Autora: Flora Fairfield

E-mail: Drama

Classificação: G

Sinopse: "...e meu coração acelerou conforme a grande fraqueza da minha família foi revelada diante dos meus olhos. Minha respiração ficou presa no peito por alguns instantes e, durante longos momentos, a única frase que escapou dos meus lábios foi: 'Meu Deus!'"

Disclaimer: Eles não são meus. São da J.K. Rowling e da Warner. Não tenho intenção (e com certeza absoluta não vou) de ganhar dinheiro algum com essa fic.

Nota: Gente, eu sei que faz séculos que eu não escrevo nada, mas ano passado eu me formei na faculdade e agora estou cursando o mestrado, então estou REALMENTE sem tempo para me dedicar às fanfics...

De qualquer forma, consegui escrever esta pequenininha para aproveitar e fazer propaganda do evento que ocorrerá no Rio de Janeiro, dia 09/07/2005: A TERCEIRA EDIÇÃO DO POTTERRIO! Eu estarei lá, claro, e prometo que, quem for, vai se divertir horrores! Nós organizamos o evento deste ano com ainda mais cuidado e mais carinho, para fazer dele a melhor das três edições! Quem quiser mais informações, é só entrar no site:

www . potterrio . com (Vocês vão adorar a seção de vídeos!)
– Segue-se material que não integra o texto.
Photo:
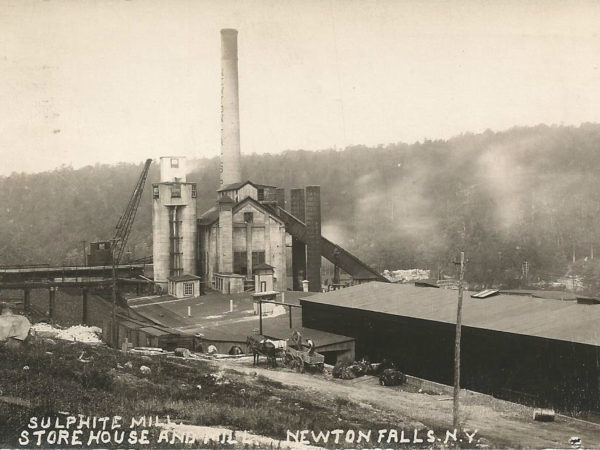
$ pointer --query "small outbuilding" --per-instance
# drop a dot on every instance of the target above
(186, 285)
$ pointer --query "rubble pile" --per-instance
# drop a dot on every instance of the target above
(76, 333)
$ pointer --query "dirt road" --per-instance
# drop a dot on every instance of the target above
(501, 422)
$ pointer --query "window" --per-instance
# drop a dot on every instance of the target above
(188, 289)
(258, 258)
(240, 264)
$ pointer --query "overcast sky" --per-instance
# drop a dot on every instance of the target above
(107, 81)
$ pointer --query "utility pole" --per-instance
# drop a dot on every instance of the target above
(114, 329)
(457, 343)
(84, 253)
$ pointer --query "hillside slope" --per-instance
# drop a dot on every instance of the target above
(524, 194)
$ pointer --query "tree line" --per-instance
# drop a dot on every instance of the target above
(524, 204)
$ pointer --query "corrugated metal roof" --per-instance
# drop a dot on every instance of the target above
(547, 318)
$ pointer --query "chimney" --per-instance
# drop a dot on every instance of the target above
(231, 171)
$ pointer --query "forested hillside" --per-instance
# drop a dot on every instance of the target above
(525, 194)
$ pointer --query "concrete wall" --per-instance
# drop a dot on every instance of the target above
(176, 288)
(298, 247)
(161, 233)
(172, 167)
(225, 239)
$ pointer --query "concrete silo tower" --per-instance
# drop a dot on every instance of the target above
(174, 229)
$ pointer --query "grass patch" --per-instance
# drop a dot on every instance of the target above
(194, 392)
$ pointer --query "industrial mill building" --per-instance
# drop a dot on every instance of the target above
(540, 351)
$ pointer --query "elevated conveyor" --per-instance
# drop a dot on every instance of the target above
(332, 252)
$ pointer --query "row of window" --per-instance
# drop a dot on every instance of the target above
(240, 262)
(175, 191)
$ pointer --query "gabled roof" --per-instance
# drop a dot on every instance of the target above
(258, 206)
(225, 199)
(184, 277)
(530, 316)
(240, 184)
(211, 215)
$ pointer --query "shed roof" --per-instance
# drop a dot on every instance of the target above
(531, 316)
(184, 277)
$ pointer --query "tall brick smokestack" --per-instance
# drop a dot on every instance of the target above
(231, 170)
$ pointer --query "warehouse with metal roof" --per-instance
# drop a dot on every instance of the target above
(541, 351)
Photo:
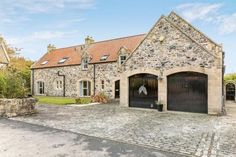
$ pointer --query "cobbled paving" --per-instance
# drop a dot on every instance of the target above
(190, 134)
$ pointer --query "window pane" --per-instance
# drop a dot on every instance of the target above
(85, 84)
(89, 90)
(85, 92)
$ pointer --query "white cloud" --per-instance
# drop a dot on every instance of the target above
(226, 23)
(196, 11)
(14, 11)
(39, 36)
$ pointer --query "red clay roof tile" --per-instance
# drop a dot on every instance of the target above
(95, 50)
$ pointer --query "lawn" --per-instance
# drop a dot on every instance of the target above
(55, 100)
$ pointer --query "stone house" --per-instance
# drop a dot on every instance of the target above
(173, 63)
(4, 58)
(230, 92)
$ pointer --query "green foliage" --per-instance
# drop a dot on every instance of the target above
(83, 100)
(55, 100)
(100, 97)
(230, 77)
(15, 79)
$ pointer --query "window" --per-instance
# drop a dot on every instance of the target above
(59, 84)
(122, 59)
(85, 88)
(103, 84)
(44, 62)
(85, 63)
(104, 57)
(40, 85)
(63, 60)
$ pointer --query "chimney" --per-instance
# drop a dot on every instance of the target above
(89, 40)
(50, 48)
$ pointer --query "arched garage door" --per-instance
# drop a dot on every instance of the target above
(143, 89)
(230, 91)
(187, 91)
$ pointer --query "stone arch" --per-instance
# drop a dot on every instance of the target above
(124, 82)
(230, 90)
(91, 85)
(214, 84)
(183, 88)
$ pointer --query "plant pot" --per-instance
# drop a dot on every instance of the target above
(160, 107)
(154, 106)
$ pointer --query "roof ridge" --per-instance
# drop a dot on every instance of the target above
(103, 41)
(196, 29)
(209, 52)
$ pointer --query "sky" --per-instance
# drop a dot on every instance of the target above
(30, 25)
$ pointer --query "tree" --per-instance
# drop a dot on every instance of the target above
(230, 77)
(15, 78)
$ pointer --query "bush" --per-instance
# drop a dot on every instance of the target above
(83, 100)
(15, 79)
(100, 97)
(12, 85)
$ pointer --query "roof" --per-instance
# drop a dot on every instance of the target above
(4, 59)
(95, 50)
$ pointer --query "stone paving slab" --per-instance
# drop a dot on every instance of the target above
(20, 139)
(186, 133)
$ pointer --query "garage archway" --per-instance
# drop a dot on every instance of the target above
(143, 90)
(230, 91)
(187, 91)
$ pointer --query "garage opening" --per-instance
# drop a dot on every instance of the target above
(187, 91)
(117, 89)
(230, 91)
(143, 90)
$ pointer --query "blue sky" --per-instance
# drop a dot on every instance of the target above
(33, 24)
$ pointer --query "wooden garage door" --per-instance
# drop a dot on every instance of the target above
(143, 89)
(187, 91)
(230, 91)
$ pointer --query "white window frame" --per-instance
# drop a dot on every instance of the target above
(59, 84)
(63, 60)
(122, 61)
(84, 64)
(40, 87)
(83, 88)
(44, 62)
(104, 57)
(102, 84)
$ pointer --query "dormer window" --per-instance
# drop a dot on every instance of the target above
(44, 62)
(63, 60)
(122, 59)
(84, 63)
(104, 57)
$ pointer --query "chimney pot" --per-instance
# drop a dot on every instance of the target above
(50, 48)
(89, 40)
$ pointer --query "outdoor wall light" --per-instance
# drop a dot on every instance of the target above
(161, 38)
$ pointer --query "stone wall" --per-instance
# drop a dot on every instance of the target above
(166, 50)
(17, 107)
(73, 75)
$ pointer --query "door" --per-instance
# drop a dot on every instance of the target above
(230, 91)
(117, 89)
(187, 91)
(143, 90)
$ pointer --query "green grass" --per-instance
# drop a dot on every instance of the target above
(55, 100)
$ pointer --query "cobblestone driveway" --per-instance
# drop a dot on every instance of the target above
(185, 133)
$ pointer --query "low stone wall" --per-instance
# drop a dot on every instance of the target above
(17, 107)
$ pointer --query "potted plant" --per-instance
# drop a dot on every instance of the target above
(160, 105)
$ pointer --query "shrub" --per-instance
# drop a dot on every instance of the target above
(12, 85)
(15, 79)
(100, 97)
(83, 100)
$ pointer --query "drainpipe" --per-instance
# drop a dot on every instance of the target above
(94, 79)
(64, 83)
(32, 82)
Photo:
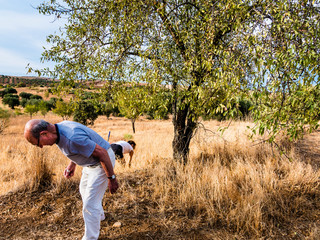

E não deixem de ler no site também sobre o evento de lançamento do livro 6, que nós organizamos em conjunto com a Livraria da Travessa, em Ipanema. Ele começará na noite de sexta (15/07), com várias atividades (inclusive um concurso de fantasias que vai dar como prêmio 3 exemplares do HBP para os vencedores!). Além disso, serão distribuídas senhas para a compra do livro, que será vendido a partir da meia-noite! Não deixem de conferir:o))


"If all else perished, and he remained, I should still continue to be; and if all else remained, and he was annihilated, the universe would turn to a mighty stranger: I should not seem a part of it."(Catherine Earnshaw, em "Wuthering Heights", de Emily Brontë, pág. 81)

'I wanted you to know that I had not forgotten.' (...)

'Forgotten what?' she asked sourly.

'That we were lovers,' Saban said, 'and that I knew happiness with you. And since that time to this there has not been one day in which I have not thought of you.'"(Saban e Derrewyn, em "Stonehenge", de Bernard Cornwell, págs. 308-309)

"E no fim da vida, o que isso importa? Envelhecemos e os jovens nos olham e não conseguem ver que um dia fizemos um reino ressoar de tanto amor"(Derfel para Igraine, em "O Rei do Inverno", do Bernard Cornwell, pág. 465).


A casa está vazia agora. É estranho andar pelos seus longos corredores e ouvir meus próprios passos ecoando nas paredes nuas, no assoalhado marcado pelos móveis tão antigos, na lareira finalmente apagada, após tanto tempo. Por mais que eu não gostasse do lugar, por mais opressora que fosse a sua atmosfera ou por maior que fosse a melancolia que ele trazia ao meu coração, esta ainda é a casa dos meus antepassados. Mesmo através de séculos, suas vozes podem ser ouvidas pelos cantos, roucas e cansadas, clamando pelo sangue que não será derramado, pelo poder que está perdido para sempre. "Nunca haverá paz para nossos mortos", meu avô costumava dizer, "e a culpa é toda minha". Ele, contudo, nunca me explicou qual havia sido o seu grande pecado.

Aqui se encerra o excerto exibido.